敖衍只觉得脑袋一懵,整个人被拍得向前踉跄,单膝跪地。不等他起身,霜吟与雷嗔已架在他颈侧两侧,寒气与雷光同时涌动,只要他再动一下,便可取他性命。
路远这才慢悠悠地走上前,蹲下身,与敖衍平视。他伸出手,指尖点在敖衍心口,轻轻一勾——一枚流光溢彩的玉珠便从敖衍衣襟中飘出,落入他的掌心。
“你看,这不就拿到了?”路远站起身,把玩着玉珠,语调轻快得像在聊天,“非要本尊动手,多伤和气。”
敖衍浑身颤抖,不知是气的还是疼的。他撑着三叉戟艰难站起,头上的龙角断了一截,身上的龙鳞铠甲碎裂大半,渗出的淡金色龙血将海水染成一片淡金。白发凌乱地披散在肩头,却仍死死盯着路远手中的镇魂珠,目眦欲裂。
“还给我。

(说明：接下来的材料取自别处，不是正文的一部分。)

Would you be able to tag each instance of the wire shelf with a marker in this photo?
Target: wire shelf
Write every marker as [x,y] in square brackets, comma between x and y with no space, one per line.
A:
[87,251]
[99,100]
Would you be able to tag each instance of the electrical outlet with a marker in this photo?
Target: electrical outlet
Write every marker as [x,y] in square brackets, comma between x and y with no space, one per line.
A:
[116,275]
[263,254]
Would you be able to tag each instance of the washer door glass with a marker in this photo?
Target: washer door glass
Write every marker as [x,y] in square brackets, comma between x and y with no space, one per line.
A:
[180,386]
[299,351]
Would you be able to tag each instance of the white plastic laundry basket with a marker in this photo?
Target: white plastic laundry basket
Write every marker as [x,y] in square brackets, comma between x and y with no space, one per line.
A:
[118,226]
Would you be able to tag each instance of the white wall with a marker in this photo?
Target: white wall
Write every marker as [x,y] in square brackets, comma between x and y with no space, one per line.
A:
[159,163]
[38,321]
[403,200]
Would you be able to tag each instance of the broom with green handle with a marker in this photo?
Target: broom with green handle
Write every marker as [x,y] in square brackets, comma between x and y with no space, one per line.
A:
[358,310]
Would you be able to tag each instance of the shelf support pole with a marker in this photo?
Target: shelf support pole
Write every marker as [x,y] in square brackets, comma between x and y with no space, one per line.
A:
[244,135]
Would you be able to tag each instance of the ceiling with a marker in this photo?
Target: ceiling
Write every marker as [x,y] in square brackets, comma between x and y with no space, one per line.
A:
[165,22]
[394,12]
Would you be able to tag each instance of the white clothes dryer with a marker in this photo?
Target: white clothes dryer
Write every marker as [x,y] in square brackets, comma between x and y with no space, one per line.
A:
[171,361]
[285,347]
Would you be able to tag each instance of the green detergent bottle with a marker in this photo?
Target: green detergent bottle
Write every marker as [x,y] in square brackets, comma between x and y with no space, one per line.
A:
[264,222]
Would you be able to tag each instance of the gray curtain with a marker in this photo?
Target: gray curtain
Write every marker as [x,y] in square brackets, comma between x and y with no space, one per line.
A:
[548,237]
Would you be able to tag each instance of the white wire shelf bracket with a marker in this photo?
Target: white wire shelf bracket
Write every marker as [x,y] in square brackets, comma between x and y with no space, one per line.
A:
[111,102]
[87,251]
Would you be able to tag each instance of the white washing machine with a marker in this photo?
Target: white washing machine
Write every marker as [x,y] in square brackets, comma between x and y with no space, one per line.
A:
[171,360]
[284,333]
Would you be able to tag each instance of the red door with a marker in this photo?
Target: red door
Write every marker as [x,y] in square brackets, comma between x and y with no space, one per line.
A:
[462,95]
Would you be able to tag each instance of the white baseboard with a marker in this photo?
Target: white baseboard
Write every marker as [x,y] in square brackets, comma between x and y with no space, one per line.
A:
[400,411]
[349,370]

”
路远将玉珠举到眼前,透过珠光看着敖衍狼狈的模样,轻笑一声:“什么叫还给你?本尊只是物归原主罢了。当初你让她从我手中诓走此珠时,可曾想过本尊会来?又可曾想过本尊若因此珠缺失而遭逢劫难,会是什么下场?”
敖衍气息紊乱,声音嘶哑:“此珠……于神君不过尔尔!于我却是生死!我不过只想救他……枉神君成全!”
他低下头,姿态卑微至极,再也看不出半分龙族的高傲。
路远把玩玉珠的动作微顿,似乎想到了什么收回目光,嗤笑一声:“你怎知此珠于本尊不过尔尔?此乃天湖灵蚌孕育万载的本源之珠,机缘巧合沾染了几滴本尊灵血,又置于本尊清修之地吸纳千年日月精华。其玄妙之处,岂是你能妄加评判的?到了你嘴里,倒成了本尊瞧不上的物事了?”
他这番话半真半假。那蚌珠确实是因他受伤落血而得,他不过是随手扔在修炼之地,任其自生自灭。如今抬出来说,无非是撑个场面。
敖衍被堵得哑口无言,身形摇摇欲坠。他猛地咳出一口金色的血,气息愈发萎靡。手中的三叉戟几乎撑不住他的重量。
“我愿……用毕生修为、这副神骨,以及东海龙宫万年珍藏……换取此珠!”他拱手弯腰,声音绝望而决绝,“只求神君成全!”
路远看着他这般模样,沉默了片刻。最终,他转过身,背手将镇魂珠收起,语气淡淡道:“当初你若早有这份觉悟,又何须行那诓骗之事?如今此珠,本尊另有大用。”
他顿了顿,余光瞥见敖衍几乎要跪倒在地的凄惨模样,终究还是叹了口气。
“罢了。既取了你维系性命之物,想必他也不好过。”他随手一挥,一道碧光闪过,一柄通体温润、散发着古朴气息的玉箫悬浮在敖衍面前,“此乃上古神兽脊骨所化之箫,内蕴一丝先天生机,暂借你一用。能否稳住他的魂魄,看你自己的造化。”
敖衍猛地抬头,眼中满是不可置信。
路远被他那眼神看得有些烦躁,挥了挥手:“你的修为和神骨,本尊暂且寄存在你这里。好好养着,等本尊下次来时,若还没恢复……哼。”他又抛出一个白玉小瓶,落在敖衍脚边,“内服,疗伤。”
话音未落,他的身影已如青烟般消散在海水中,再无踪迹。
敖衍怔怔地看着那玉箫和药瓶,许久才回过神来。他颤抖着手捧起玉箫,将药瓶收入怀中,朝着路远消失的方向深深一拜,随即化作一道流光,冲回龙宫寝殿。
殿内,失去镇魂珠的维系,榻上之人面色已变得苍白如纸,呼吸微弱得几乎听不见。
敖衍扑到榻边,将神力疯狂注入玉箫。一阵低沉古朴的箫声响起,引动了整片东海的水灵!殿外万鱼躁动,海流裹挟着灵气汹涌而来,一波波冲刷着寒玉榻!
榻上之人的指尖轻轻动了一下。
随后,睫毛微颤,一双带着久睡初醒的迷茫眼眸,缓缓睁开。
敖衍丢开玉箫,踉跄着扑上去,死死抱住了那人。
“阿瑶……怎么了?”醒来之人声音沙哑,虚弱地回抱住他。
敖衍将脸深深埋在他颈间,摇头,哽咽道:“没事……想你了。”
这个声音,这个怀抱,这个温度——他等了太久太久。